沸騰しているお湯を木のボウルに移し、粉を溶いた水を少しずつ加えていく。スプーンで混ぜ続けると徐々に粘りが出てきて固まってくる。そこに蜂蜜をたっぷりと掛けてやれば……。
「はい、葛湯です」
「クズユ? いや、しかしこれは見ていて不思議だな」
「まぁとりあえず食べてください」
俺が作ったのは葛湯。あの白い粉は、もう言うまでもないが片栗粉だ。これなら商品として申し分ないはず。揚げ物に使うのはもちろんのこと、老齢によって摂食が困難になった人にトロミをつけて食べやすくしたり、用途は十分にある。

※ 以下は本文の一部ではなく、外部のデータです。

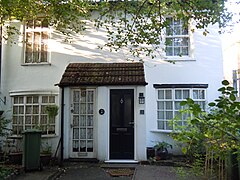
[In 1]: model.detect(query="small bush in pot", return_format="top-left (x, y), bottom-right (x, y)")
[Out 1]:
top-left (154, 141), bottom-right (172, 160)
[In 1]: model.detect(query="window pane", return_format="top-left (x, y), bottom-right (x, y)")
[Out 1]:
top-left (25, 20), bottom-right (49, 63)
top-left (73, 116), bottom-right (79, 126)
top-left (166, 121), bottom-right (173, 130)
top-left (175, 90), bottom-right (182, 99)
top-left (87, 115), bottom-right (93, 126)
top-left (158, 111), bottom-right (164, 119)
top-left (183, 90), bottom-right (190, 99)
top-left (73, 91), bottom-right (80, 102)
top-left (80, 116), bottom-right (86, 126)
top-left (158, 121), bottom-right (165, 129)
top-left (87, 91), bottom-right (93, 102)
top-left (49, 96), bottom-right (55, 103)
top-left (165, 38), bottom-right (173, 46)
top-left (174, 47), bottom-right (180, 56)
top-left (157, 101), bottom-right (164, 109)
top-left (166, 47), bottom-right (173, 56)
top-left (193, 90), bottom-right (198, 99)
top-left (175, 101), bottom-right (181, 110)
top-left (158, 90), bottom-right (164, 99)
top-left (42, 96), bottom-right (48, 103)
top-left (165, 101), bottom-right (173, 110)
top-left (166, 111), bottom-right (173, 119)
top-left (199, 90), bottom-right (205, 99)
top-left (181, 38), bottom-right (188, 47)
top-left (165, 90), bottom-right (172, 99)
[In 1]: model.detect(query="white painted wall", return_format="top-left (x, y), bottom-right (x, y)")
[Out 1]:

「これは……なかなかうまいな! 個人的にはもっと甘さが欲しいが、この触感がいい!」
「これなら村の特産品として商売しても問題ないかな?」
「いける! こいつはいいぞ! この……クズユといったか? どうやって作ってるんだ?」
「お湯にこの粉を入れただけだね」
タイランさんに片栗粉について一通り説明をしておいた。ジャガイモから粉が出来ることに信じられないといった様子を見せていたが、実際目の前で片栗粉を見ている以上なにも言えず唸っていた。
と、そこへ意外な人物が現れる。
「おや、タイランさん。ここでなにをしているのです?」
なんと珍しい。やってきたのはエイブラム男爵様だった。この村を実質統治している貴族様で、元は大領主アライア様に仕えていた有能な騎士。貴族としての知識は乏しいが、それだけに平民の考えがよく分かる人物で村でも評判はいい。
「おぉエイブラム様。ちょうどいいところに来られましたな。まずはこれを食べてみませんか? この子が作ったものなんですが、これがなかなかに面白いものでしてね」
「君は確か……タイランさんのお弟子さんでオルクス夫妻の息子さんでしたね?」
「はい。シャーロットと言います」
「なにやら面白いものを作っているというが、私も一つもらおうか」
「すぐに作りますから、お待ちください」
同じものを作り、男爵様に提供する。一口食べたあとタイランさんと同じような表情をし、片栗粉についていろいろと尋ねられた。
「なるほど。ジャガイモから作った、火を通すことで粘性の高くなる粉ですか。病気の人にオススメであると。これはいい商品になるでしょうね。それはいいのですが、アゲモノとは一体なんのことですか?」
「え?」
意外なところで躓いた。どうやらこの世界に油で揚げるという調理方法がないようなのだ。確かに今までの食卓に揚げ物が上がってくることはなかった。いや、しかしまさかである。
この世界で主流の調理法は、焼く・茹でる・煮る。蒸すという概念もないようだ。まぁ別に無理して揚げなくても表面にまぶして多目の油で焼けばいいのだし、無駄ではあるまい。
「揚げる……ですか。考えたことがなかったですね」
「触感がだいぶ変わりますし、料理の幅も広がるはずです」
「シャル。お前どこでそんなことを……」
「夢の中で神様がお告げを」
「はぁ?」
この手の質問ははぐらかすに限る。そのあと片栗粉についてタイランさんとエイブラム様はいろいろ話ながら別の展示物を見に行った。折り紙についても話したら、それは既に見てきたそうで、あれもなかなかいいアイデアだと言っていたので、とりあえず目的は達成できたかなと。
いつの間にか村人達が集まってきていたので、次々に葛湯を作る。元々大した量は作っていなった片栗粉はあっという間に無くなってしまった。まぁ村のトップであるエイブラム様に食べてもらえたので問題はない。これからどうするかはエイブラム様次第だ。
片栗粉が無くなったし、実演販売も出来なくなったので俺も祭りを楽しもうか。
こうしてお祭りの夜は更けていくのだった。